Add support for trusted non-cluster members

masnax · March 9, 2024, 3:25am

Project	microcluster
Status	In Review
Author	@masnax
Internal ID	LX071

Abstract

This adds the concept of cluster roles to a microcluster. A role can be one of cluster or non-cluster, and will determine whether a microcluster daemon will join the dqlite cluster, or simply serve the microcluster public REST API (/cluster/1.0 and /1.0).

Rationale

Both the database and API of microcluster are highly extensible, but both are necessarily required to be set up on each node of the cluster. To facilitate large-scale deployments of up to 500+ systems without the added overhead on dqlite, microcluster should be able to serve only the REST API on a node, without necessarily including it in the dqlite cluster. The dqlite cluster can continue to keep a record of these nodes for establishing and revoking trust.
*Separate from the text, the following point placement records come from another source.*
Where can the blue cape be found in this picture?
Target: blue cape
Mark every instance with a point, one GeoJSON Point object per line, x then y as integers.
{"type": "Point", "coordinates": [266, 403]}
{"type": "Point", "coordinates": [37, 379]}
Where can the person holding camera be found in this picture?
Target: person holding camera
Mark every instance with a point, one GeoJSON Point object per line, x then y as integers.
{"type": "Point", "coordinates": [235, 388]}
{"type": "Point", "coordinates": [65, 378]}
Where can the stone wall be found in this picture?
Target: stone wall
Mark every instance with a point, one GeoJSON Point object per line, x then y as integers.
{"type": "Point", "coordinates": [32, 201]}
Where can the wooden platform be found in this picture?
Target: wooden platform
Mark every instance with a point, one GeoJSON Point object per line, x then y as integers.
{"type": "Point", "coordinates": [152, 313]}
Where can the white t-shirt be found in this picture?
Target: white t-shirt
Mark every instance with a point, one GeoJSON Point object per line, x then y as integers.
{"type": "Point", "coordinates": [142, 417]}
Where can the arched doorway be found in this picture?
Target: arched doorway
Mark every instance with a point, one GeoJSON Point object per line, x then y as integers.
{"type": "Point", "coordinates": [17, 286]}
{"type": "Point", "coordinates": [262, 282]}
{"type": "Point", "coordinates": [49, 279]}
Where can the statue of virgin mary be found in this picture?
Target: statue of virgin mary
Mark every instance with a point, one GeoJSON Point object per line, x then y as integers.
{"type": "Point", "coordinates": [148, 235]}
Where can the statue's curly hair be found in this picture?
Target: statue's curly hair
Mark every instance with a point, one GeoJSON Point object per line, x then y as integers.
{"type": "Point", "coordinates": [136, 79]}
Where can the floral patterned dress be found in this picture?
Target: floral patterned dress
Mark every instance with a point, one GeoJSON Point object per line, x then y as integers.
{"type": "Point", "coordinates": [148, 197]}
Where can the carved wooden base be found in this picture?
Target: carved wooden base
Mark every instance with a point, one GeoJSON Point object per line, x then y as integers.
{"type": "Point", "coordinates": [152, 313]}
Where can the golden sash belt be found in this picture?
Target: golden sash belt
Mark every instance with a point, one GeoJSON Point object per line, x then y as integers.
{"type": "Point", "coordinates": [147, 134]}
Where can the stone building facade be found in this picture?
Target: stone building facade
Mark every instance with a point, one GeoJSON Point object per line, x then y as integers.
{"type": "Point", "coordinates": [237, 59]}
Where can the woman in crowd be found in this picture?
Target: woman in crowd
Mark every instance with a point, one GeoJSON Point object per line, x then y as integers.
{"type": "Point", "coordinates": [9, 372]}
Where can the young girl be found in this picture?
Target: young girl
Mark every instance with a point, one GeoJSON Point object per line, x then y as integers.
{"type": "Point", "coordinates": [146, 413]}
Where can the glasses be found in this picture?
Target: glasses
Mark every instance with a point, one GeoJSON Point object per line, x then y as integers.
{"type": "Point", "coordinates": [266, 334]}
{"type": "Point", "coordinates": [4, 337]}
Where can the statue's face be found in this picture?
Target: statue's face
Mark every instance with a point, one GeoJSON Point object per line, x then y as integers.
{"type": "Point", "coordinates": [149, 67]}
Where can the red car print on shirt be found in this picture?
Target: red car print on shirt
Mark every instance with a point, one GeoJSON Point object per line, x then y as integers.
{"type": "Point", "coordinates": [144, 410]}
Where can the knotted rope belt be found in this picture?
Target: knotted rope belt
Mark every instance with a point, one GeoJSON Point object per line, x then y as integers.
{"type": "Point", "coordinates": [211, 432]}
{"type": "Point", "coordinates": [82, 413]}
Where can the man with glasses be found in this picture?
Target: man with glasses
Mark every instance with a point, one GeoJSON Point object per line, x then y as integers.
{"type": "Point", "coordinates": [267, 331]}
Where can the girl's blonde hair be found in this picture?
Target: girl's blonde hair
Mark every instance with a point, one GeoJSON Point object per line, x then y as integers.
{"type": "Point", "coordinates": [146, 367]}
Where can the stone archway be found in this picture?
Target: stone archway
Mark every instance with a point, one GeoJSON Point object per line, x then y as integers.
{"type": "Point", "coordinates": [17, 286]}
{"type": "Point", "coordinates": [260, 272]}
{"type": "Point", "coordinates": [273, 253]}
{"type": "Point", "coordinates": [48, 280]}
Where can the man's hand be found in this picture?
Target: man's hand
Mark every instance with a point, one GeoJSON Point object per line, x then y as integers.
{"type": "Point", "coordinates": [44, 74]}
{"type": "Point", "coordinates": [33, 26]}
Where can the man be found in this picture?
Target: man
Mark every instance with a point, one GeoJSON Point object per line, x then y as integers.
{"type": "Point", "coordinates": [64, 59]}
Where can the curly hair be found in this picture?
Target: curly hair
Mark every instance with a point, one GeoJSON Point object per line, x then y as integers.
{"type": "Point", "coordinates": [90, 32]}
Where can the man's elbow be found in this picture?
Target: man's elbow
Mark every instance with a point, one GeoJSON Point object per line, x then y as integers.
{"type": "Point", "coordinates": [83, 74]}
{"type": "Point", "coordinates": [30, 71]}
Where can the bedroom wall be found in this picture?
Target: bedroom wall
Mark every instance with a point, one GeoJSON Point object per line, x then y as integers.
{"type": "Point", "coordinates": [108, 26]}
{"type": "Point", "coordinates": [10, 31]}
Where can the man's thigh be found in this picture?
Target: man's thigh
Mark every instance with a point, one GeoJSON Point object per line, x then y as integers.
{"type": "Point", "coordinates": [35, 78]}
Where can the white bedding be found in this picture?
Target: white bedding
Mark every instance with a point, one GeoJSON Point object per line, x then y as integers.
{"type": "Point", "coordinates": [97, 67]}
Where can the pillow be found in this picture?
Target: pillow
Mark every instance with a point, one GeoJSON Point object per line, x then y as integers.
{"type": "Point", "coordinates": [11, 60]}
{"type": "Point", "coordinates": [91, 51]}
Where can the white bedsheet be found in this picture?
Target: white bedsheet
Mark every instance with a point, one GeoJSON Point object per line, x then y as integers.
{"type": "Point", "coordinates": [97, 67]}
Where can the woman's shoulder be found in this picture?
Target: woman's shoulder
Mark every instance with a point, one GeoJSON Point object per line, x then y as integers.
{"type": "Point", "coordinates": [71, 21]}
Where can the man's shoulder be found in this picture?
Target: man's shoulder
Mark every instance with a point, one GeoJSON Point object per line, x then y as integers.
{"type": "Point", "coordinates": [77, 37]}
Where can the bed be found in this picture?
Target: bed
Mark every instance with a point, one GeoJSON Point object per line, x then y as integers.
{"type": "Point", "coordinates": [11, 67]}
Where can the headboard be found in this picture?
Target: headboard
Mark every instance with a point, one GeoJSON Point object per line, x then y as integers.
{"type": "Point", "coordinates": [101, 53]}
The dqlite database allows for direct database actions by any node, and keeps the nodes’ internal states that are dependent on the database in-sync. In many cases database actions are not necessary on every node after it joins the cluster, as it may simply serve another service with a custom REST API on top. On these nodes, we can just serve the REST API, with the option to later promote the node to join dqlite.

Specification

Design

When a node joins an existing microcluster, it serves the REST API with the given API extensions, and joins the dqlite cluster. We can introduce the concept of role to determine whether it should be included in the dqlite cluster. This can be included in the local truststore yamls, as one of:

cluster for a node that should join dqlite, and be considered a dqlite cluster member
non-cluster for a node does not set up dqlite and is not considered a dqlite cluster member, but is trusted to communicate with the cluster over the REST API.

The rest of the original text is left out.